Q & A
What is Pilates?
In 1923, Joseph Pilates brought his unique method of physical and mental conditioning to the United States. German-born Joseph Pilates had been asthmatic as a child, motivating him to improve his physique and strength. His study of martial arts and yoga, along with his work with physicians, led to the development of his conditioning system.
Why should I try this?
Pilates is one of the safest forms of exercise, yet can be the very demanding. The apparatus have been used for years in orthopedic and sports rehabilitation clinics. Because you use your whole body, you cannot progress without finding isolated weaknesses, thus your problem areas are focused on.
How often should I schedule sessions?
It depends on your schedule, your budget and how much motivation you need. I suggest at least once a week and preferably twice. For clients who cannot for whatever reason come more than once a week or once every two weeks, I make sure to ‘assign’ exercises that they can do from home in between sessions.
When will I see results?
Ah…this is the question I get each and every time and the answer is, it depends.

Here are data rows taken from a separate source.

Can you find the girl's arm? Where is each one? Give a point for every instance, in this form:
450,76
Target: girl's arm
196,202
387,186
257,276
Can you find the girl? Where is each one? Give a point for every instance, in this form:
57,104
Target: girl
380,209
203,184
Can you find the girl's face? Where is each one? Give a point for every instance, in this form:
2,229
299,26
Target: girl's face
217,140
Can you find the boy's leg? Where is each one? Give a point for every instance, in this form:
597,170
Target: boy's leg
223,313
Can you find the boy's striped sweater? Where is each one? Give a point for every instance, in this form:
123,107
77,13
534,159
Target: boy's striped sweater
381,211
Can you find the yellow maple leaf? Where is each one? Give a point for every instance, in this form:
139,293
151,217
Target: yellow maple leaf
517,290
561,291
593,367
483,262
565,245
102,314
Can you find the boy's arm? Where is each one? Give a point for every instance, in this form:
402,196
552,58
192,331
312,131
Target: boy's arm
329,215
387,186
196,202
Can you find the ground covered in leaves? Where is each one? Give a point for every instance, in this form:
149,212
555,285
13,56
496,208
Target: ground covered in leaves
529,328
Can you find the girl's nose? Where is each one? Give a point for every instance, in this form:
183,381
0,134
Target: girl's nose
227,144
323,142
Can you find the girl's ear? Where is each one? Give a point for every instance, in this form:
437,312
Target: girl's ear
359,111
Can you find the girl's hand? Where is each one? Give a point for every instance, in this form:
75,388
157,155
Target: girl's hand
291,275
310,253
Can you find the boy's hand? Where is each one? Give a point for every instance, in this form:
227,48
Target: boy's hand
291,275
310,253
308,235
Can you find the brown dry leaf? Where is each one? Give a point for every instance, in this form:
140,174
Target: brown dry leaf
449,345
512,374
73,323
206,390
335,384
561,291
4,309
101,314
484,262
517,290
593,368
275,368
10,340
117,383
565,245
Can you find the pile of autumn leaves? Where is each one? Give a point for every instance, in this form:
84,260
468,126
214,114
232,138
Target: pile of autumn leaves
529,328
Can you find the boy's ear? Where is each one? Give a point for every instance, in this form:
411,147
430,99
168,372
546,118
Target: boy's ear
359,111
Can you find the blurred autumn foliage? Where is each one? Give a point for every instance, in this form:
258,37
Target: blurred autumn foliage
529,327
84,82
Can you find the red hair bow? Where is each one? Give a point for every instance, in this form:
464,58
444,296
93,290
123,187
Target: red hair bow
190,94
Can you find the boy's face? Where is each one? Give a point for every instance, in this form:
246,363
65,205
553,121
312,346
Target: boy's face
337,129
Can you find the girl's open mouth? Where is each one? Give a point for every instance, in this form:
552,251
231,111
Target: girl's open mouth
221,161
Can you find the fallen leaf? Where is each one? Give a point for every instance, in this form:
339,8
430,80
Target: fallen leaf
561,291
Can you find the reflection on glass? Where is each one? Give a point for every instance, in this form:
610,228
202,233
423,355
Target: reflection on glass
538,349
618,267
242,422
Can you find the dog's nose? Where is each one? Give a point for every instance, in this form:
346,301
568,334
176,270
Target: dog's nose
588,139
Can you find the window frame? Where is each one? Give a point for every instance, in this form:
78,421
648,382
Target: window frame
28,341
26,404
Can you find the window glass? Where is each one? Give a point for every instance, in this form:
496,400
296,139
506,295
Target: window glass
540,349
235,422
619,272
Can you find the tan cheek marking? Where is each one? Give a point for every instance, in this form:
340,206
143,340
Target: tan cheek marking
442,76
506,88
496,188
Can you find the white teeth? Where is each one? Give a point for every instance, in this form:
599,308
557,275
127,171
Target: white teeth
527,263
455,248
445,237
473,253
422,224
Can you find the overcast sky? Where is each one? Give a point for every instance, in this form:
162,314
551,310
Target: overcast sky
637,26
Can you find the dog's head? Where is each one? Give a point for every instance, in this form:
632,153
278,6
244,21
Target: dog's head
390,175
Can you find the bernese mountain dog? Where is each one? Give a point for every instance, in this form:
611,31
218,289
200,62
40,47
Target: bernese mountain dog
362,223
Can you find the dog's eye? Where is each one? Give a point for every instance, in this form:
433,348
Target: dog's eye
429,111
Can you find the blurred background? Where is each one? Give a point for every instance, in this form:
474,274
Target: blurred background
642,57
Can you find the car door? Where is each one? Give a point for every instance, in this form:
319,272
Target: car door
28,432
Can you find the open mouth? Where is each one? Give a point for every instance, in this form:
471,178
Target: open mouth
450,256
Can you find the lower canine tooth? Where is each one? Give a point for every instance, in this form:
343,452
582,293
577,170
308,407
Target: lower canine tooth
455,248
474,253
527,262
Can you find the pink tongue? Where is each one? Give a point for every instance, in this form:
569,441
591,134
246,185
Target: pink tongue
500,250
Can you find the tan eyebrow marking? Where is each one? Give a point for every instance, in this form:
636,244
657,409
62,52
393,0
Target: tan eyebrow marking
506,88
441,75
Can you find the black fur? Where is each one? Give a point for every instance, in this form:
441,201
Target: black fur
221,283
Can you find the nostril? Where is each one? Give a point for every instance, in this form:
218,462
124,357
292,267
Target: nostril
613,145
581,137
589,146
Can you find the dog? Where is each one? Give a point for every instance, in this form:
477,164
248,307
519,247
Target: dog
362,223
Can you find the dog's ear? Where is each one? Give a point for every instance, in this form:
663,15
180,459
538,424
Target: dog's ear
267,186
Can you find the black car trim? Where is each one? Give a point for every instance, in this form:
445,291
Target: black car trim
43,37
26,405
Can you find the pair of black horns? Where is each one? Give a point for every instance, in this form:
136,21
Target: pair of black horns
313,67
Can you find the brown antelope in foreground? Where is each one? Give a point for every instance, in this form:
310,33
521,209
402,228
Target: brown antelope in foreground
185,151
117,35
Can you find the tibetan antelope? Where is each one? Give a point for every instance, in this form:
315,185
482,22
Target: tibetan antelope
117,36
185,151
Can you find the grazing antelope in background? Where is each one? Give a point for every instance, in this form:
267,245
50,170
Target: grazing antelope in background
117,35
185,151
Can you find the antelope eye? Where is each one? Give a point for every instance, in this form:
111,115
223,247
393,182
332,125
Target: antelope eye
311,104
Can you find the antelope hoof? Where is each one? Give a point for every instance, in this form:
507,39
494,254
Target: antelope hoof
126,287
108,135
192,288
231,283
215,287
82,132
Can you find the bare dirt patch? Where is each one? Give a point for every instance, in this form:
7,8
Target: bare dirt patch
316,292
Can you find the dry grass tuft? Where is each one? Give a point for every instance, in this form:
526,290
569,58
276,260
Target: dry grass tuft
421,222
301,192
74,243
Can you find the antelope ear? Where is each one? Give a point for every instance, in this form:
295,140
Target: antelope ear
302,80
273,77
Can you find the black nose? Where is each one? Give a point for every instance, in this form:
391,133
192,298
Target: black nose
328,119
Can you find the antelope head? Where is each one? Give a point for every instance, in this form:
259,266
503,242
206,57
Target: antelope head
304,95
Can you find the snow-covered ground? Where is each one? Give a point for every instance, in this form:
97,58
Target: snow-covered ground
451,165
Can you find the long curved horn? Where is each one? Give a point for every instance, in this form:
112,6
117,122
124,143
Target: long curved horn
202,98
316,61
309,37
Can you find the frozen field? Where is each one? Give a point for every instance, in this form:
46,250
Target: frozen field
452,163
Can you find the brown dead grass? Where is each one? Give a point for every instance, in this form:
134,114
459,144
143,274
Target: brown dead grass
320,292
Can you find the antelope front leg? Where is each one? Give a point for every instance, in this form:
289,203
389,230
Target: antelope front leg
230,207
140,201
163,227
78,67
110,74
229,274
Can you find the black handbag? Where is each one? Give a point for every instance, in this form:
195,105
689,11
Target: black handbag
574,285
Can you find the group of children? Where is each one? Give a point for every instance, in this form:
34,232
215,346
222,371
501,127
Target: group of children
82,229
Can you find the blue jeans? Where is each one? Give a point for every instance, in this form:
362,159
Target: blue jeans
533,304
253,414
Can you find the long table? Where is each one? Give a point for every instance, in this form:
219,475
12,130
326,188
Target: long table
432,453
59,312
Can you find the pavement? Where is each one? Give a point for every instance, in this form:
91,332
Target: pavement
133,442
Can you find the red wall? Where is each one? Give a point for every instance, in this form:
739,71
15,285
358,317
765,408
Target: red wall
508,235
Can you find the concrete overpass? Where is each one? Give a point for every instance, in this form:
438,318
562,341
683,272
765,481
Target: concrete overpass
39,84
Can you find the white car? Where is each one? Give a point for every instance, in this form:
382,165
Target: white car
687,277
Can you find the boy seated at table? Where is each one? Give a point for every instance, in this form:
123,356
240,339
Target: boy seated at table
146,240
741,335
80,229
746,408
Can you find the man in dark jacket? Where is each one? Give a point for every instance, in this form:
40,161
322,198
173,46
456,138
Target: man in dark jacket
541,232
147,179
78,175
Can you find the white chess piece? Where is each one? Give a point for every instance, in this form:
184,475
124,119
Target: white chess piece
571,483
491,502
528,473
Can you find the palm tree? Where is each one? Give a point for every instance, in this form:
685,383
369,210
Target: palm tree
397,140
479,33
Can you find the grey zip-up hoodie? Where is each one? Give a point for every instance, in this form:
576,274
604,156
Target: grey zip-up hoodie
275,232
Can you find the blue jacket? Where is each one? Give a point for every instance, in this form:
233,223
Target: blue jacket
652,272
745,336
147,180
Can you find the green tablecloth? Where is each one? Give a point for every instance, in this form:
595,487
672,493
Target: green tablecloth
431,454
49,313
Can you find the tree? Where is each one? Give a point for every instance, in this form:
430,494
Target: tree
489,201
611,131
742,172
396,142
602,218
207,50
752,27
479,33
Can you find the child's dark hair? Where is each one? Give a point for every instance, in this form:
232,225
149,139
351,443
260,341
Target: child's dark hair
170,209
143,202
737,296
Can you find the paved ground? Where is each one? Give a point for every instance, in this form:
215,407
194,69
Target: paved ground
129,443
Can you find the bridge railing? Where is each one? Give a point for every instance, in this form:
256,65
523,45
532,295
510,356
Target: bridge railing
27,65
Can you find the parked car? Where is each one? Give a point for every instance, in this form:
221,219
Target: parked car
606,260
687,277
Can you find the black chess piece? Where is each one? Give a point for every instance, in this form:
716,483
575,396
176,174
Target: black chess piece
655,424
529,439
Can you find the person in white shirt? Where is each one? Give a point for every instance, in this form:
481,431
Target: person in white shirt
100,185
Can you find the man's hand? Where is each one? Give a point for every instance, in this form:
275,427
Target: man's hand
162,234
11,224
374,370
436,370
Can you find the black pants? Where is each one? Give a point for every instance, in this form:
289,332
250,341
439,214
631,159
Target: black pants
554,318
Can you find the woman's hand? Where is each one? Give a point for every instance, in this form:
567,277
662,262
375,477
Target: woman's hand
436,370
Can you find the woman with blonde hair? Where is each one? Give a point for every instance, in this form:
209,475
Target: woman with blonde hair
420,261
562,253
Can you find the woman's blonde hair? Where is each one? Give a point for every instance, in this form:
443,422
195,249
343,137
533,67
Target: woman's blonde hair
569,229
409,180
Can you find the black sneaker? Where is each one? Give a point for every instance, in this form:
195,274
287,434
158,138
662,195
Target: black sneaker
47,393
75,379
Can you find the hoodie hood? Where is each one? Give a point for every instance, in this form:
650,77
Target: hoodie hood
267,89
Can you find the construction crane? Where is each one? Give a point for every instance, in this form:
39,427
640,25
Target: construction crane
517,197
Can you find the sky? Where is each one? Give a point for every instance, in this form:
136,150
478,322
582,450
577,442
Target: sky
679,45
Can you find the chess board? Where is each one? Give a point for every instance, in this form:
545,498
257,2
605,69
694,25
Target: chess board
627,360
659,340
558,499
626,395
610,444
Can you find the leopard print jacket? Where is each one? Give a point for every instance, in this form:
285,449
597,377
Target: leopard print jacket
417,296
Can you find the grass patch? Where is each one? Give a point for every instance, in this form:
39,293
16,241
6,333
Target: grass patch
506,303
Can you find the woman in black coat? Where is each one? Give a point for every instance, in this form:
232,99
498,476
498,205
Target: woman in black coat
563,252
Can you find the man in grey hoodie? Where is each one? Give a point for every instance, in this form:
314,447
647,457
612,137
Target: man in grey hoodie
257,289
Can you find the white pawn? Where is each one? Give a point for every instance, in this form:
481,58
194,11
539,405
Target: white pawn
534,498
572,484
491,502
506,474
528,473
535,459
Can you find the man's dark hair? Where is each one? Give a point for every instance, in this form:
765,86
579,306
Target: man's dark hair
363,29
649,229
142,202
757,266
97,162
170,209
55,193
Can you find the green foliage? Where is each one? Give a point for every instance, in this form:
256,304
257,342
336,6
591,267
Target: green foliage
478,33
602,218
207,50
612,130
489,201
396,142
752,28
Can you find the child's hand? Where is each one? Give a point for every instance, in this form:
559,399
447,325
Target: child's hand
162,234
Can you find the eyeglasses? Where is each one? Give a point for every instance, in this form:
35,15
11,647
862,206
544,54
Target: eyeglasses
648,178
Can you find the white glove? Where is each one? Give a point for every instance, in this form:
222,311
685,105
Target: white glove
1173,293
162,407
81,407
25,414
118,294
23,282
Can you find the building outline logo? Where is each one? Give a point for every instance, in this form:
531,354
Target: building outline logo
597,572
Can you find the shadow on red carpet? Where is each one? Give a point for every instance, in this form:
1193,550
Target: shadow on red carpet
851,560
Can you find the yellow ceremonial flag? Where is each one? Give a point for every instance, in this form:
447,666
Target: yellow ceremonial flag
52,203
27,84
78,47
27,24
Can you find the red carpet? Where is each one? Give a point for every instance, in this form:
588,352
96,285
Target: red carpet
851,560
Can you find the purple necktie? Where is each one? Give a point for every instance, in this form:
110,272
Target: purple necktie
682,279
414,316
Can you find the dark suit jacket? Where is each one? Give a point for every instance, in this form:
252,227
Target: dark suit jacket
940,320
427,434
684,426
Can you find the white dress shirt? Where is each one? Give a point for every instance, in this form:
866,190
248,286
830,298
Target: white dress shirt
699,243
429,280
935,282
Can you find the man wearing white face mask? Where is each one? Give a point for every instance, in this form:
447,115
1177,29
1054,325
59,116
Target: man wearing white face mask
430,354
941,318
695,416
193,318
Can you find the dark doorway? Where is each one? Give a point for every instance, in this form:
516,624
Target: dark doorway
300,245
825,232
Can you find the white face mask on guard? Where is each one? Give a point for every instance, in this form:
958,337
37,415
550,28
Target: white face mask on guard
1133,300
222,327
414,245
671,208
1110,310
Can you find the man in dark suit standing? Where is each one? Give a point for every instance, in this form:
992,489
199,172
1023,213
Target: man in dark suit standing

It depends on how often you come, whether or not you do your homework, what you eat and how your body reacts to exercise. I have had clients see results in as little as 5 sessions. Others take longer. One thing I can promise is that even after as little as one or two sessions, your body awareness will increase. After 10 sessions you’ll most likely see a difference.
Will I lose weight?
Maybe. Weight loss is difficult to predict. There are many factors involved not least of which is diet. Also, as clients begin to gain muscle mass their weight may even increase despite the fact they are losing inches. As a rule, Pilates alone will not result in much weight loss, but it does wonders for overall body toning.
Is Pilates the only form of exercise I need?
Although Pilates is one of the most effective and safest programs I have seen in my 18 years in this business, you need a balanced program to see complete results. A complete routine includes cardio, strength training and flexibility exercises. Pilates covers strength and flexibility (and core), but doesn’t completely cover cardio. I always suggest that my clients engage in some form of cardio exercise like walking, running or cycling.
Is Pilates like yoga?
Yoga is a much older discipline than Pilates and encompasses more of the spiritual than Pilates. There are some similarities between mat Pilates and yoga, but other than that they really are very different.
What can I expect from a Pilates session?
Devra will first ask you a few questions to determine what your goals are and what health history you have. The first session will involve learning the basic movement patterns and then experiencing each piece of Pilates apparatus. Over time, the sessions become more advanced as progress is made.